The database proliferation problem is no secret. For years researchers have talked about ways to combine or manage data so that the sheer number of data repositories out there would be invisible to the average user. In fact, just in the last few months, two new efforts have come out to tackle this problem — they’re different approaches, but both highlight the underlying problem of having just too many databases to handle.
Nitin Baliga, an assistant professor at the Institute for Systems Biology in Seattle, wanted to help researchers get a global view of data without having to sift through data banks separately. Using a Java-based platform, Baliga pulled together databases containing various data types into a single system — a one-stop shop called Gaggle. “It doesn’t really make sense for us to rebuild everything — it’s an inefficient use of limited time and resources,” he says.

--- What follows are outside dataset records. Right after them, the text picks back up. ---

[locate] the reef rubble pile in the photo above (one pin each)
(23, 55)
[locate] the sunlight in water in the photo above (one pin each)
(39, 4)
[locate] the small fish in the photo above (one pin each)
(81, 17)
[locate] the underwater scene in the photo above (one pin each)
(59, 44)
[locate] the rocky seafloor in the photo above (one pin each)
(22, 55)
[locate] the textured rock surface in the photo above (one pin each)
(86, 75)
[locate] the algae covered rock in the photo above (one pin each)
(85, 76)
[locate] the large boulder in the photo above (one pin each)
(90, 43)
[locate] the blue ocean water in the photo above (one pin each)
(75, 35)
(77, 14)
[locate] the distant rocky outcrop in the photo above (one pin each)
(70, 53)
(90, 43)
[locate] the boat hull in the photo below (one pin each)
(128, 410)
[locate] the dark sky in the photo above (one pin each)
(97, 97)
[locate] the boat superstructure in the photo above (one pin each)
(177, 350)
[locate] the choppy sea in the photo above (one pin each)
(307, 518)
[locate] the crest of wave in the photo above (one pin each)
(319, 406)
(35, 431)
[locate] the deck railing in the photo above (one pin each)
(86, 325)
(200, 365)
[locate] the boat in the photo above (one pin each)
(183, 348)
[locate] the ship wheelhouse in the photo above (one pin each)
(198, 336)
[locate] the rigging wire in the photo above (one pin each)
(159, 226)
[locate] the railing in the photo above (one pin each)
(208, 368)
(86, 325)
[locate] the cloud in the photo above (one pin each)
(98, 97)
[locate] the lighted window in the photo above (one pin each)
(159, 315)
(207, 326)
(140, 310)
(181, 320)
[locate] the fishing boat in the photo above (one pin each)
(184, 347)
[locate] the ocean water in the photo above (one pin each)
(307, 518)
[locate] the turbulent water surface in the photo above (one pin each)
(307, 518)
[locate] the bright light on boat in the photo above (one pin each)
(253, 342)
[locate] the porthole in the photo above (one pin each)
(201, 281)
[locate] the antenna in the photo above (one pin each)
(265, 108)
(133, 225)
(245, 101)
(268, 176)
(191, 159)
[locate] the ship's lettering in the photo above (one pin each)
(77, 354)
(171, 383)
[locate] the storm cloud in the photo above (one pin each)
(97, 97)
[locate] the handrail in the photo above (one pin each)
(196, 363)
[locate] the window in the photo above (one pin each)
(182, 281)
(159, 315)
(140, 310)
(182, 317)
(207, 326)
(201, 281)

Tracing interactions in systems biology can produce a lot of data, especially when using high-throughput techniques. A single environmental cue can lead to changes seen at the gene, protein, and protein-interaction levels. Not only do the data differ, but so do each of the software tools that capture and analyze that data. “The problem is that there are many types, formats, and dimensions of data, and, therefore as many or even more types of software. It’s a two-fold problem,” Baliga says.

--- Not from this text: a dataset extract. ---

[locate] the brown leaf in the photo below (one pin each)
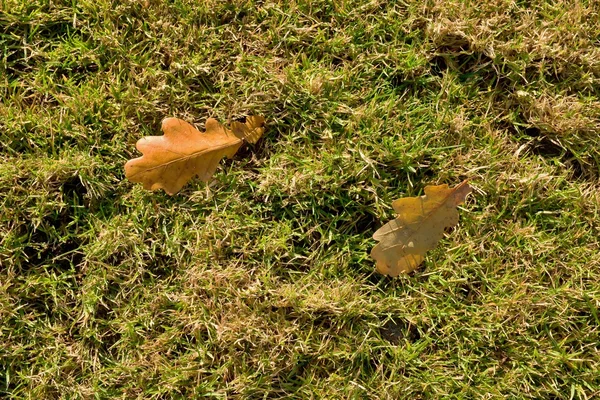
(418, 228)
(171, 160)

Furthermore, he adds, databases are usually only well-equipped to handle one type of data. To answer many systems biology questions, researchers need information from various databases in a handy and accessible format.
That’s what Baliga hopes Gaggle does. The tool shares information across different, already available platforms, rather than creating a new database. “What we’ve done, then, is we’ve figured out what technology exists that enables communication across different types of software databases,” Baliga says. “Further, we’ve discovered that the use of such communication protocols to pass defined packets of data from one tool to another achieves extraordinary integration for little effort.”
Using Java’s Remote Method Invocation software, Gaggle brings together a variety of databases, or “geese.” Baliga and his lab have connected the NCBI sequence database, STRING, and DAVID, among other databases, to Gaggle. Once connected, the databases share information so that a user may search them with a single query, such as a gene name. That search results in information about the DNA sequence, protein sequence, microarray data, or nodes in a network related to that gene, Baliga says. Soon, Gaggle may even provide the back story of how the experiments were conducted.
Though Baliga found a way to integrate information, he is cautious. “It’s just going to get worse with time as you have more and more data being generated,” he says.
Meanwhile, at the University of Pittsburgh, Ansuman Chattopadhyay has developed a bioinformatics portal called the Online Bioinformatics Resource Collection to help investigators get a better handle on this massive number of databases.
This searchable collection is hosted by the university’s library site and contains more than 1,600 links to open source bioinformatics databases and software tools. A mouse click away, researchers can access databases and tools in categories ranging from PCR primers and DNA sequences to proteomes and organelles.
In addition to providing a one-stop research solution, Chattopadhyay wants to attract investigators who might not be familiar with what all of these databases have to offer. “My target audience is bench-top scientists, not traditional computational biologists,” he says. “They are not aware of all this text, but they should use all of the advancements available in bioinformatics because it will help them in their research.”
Later on this year, Chattopadhyay plans to add a “How Do I” section to the OBRC that will provide users with a step-by-step guide on where to go and what kind of information is accessible for their particular query.